Look at this.

Ender Rises

Wass sappening?
WASHINGTON (Reuters) -- Vast areas of snow in Antarctica melted in 2005 when temperatures warmed up for a week in the summer in a process that may accelerate invisible melting deep beneath the surface, NASA said on Tuesday.

A new analysis of satellite data showed that an area the size of California melted and then re-froze -- the most significant thawing in 30 years, the U.S. space agency said.

story.lg.antarctica.melt.jpg

The red/orange area is what melted.
 
This is the third typo I've seen of your's today.

Thanks for keeping count...? I guess it's a good thing I don't pride myself on my skills as a typist, else I'd have had one shitty day. I suppose if I was really into typing, the only thing that would upset me more than making three typo's in a day would be finding out I was not graduating. Boy would that ever suck.
 
Thanks for keeping count...? I guess it's a good thing I don't pride myself on my skills as a typist, else I'd have had one shitty day. I suppose if I was really into typing, the only thing that would upset me more than making three typo's in a day would be finding out I was not graduating. Boy would that ever suck.

:lol: You jackass.
 
Another bit of interesting news.

The Southern Ocean around Antarctica is so loaded with carbon dioxide that it can barely absorb any more, so more of the gas will stay in the atmosphere to warm up the planet, scientists reported Thursday.

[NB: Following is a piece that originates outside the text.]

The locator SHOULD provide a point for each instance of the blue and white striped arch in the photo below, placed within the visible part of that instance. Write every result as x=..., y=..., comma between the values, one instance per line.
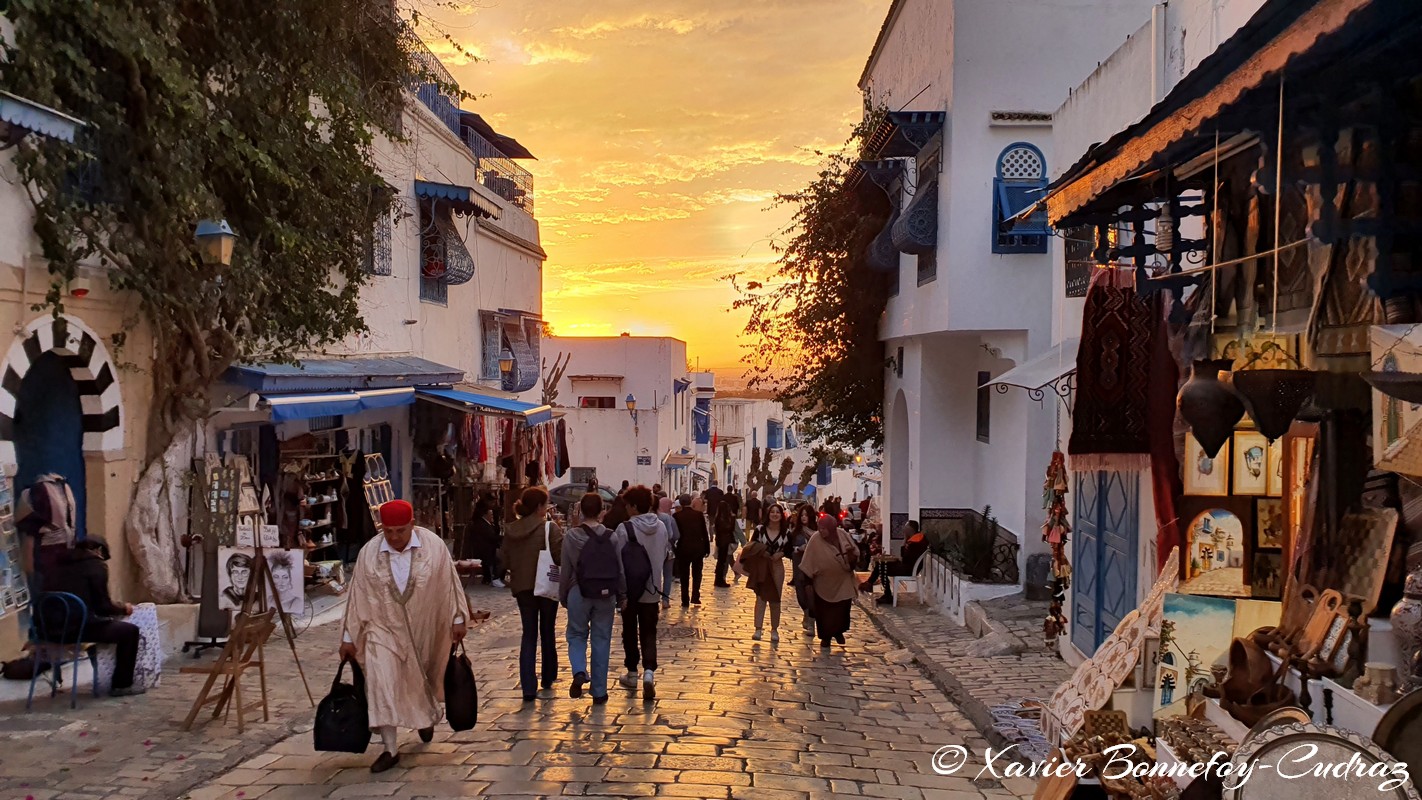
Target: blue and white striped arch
x=90, y=365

Human activity is the main culprit, said researcher Corinne Le Quere, who called the finding very alarming.

The phenomenon wasn't expected to be apparent for decades, Le Quere said in a telephone interview from the University of East Anglia in Britain.

"We thought we would be able to detect these only the second half of this century, say 2050 or so," she said. But data from 1981 through 2004 show the sink is already full of carbon dioxide. "So I find this really quite alarming."

The Southern Ocean is one of the world's biggest reservoirs of carbon, known as a carbon sink. When carbon is in a sink -- whether it's an ocean or a forest, both of which can lock up carbon dioxide -- it stays out of the atmosphere and does not contribute to global warming.